We went to the local farmers’ market to see how many varieties of pears we could find. The market visit was also great to explain to the boys the importance of supporting local farming communities and understanding firsthand how our food is grown. Pears are round, oval or conical fruit with a yellow, green or reddish skin. The most common variety of pear at the market was the green Josephine, they were short, squat and egg-like with almost no neck. These stay green even when fully ripened. The William Bartlett pears turn yellow when ripe and have a thin skin. Bosc pears have an elongated neck and their brown skin have a rough texture. Lastly, we spotted the unusual Nashi pears which have a round apple shape and their yellow green skin has a gritty texture.

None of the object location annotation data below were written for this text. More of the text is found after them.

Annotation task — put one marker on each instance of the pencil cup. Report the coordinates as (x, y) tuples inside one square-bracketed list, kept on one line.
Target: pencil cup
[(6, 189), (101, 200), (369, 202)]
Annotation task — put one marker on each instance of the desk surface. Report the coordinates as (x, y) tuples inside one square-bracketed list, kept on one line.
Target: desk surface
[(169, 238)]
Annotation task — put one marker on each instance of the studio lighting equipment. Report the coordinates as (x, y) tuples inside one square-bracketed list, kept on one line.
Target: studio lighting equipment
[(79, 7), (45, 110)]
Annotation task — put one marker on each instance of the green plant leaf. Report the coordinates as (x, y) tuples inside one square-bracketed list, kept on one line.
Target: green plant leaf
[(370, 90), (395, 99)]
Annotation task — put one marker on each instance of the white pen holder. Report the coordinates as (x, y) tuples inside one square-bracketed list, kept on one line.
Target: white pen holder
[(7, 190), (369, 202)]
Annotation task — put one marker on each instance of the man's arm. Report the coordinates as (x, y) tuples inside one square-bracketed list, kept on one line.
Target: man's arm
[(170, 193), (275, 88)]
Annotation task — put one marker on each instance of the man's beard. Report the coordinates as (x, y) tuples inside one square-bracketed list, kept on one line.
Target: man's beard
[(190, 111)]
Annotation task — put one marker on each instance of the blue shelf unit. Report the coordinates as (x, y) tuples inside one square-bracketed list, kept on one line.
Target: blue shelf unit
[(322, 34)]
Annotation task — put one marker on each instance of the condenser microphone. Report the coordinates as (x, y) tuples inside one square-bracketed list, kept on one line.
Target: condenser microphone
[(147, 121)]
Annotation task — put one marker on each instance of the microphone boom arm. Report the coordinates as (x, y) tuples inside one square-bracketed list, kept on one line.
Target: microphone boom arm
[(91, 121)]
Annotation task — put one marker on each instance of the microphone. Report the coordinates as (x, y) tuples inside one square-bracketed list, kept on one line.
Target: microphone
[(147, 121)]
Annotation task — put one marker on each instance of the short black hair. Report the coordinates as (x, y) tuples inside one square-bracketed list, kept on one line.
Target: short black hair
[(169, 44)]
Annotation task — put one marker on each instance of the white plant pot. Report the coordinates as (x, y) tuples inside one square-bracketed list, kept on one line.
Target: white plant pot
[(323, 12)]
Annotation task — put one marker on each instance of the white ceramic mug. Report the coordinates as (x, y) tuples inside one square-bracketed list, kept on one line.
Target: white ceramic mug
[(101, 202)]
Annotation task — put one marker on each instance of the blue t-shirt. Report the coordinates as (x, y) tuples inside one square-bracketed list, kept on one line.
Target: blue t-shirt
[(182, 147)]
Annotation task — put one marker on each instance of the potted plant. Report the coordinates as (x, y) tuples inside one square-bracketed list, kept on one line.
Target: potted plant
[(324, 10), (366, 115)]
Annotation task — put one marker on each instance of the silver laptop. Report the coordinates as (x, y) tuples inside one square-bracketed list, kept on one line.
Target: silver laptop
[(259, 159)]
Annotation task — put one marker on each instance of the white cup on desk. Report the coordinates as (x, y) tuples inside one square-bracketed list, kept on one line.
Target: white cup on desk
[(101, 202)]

After the market visit, my boys were very excited to head home and taste all the different pear varieties! All the pears had white, creamy flesh and were a soft, buttery texture when ripe except the Nashi which was crisp, almost crunchy. This was a great opportunity for my boys to explore pears with all their five senses and expand their vocabulary while describing them.
Pears are very juicy and best eaten raw so are a frim lunch box favourite with my boys! They are also fantastic in fruit salads and as a snack with cheese.
The tear drop shape of a pear was the inspiration to craft a porcupine. Making these cute porcupines is so much fun and a great fine motor activity. Painting, breaking toothpicks and pushing them into the soft pear flesh is great for strengthening finger muscles so important in developing prewriting skills.
Hope your little ones enjoy making these cute prickly pear porcupines as much as we did.
WHAT YOU’LL NEED FOR THE PRICKLY PEAR PORCUPINES:
- Googly eyes
- Pom pom
INSTRUCTIONS FOR THE PRICKLY PEAR PORCUPINES:
- Cut a slice off the length of a pear so that it sits flat on a table.
- For the porcupine’s spines, break toothpicks and push into the pear so that the pointy end of the tooth pick is on the outside.
- Paint porcupine’s back and spikes with black or brown acrylic paint.
- To make the nose, hot glue a pom pom onto the end of a toothpick and push into the tapered end of the pear (where the stem is).
- Push googly eyes onto tapered end of the pear.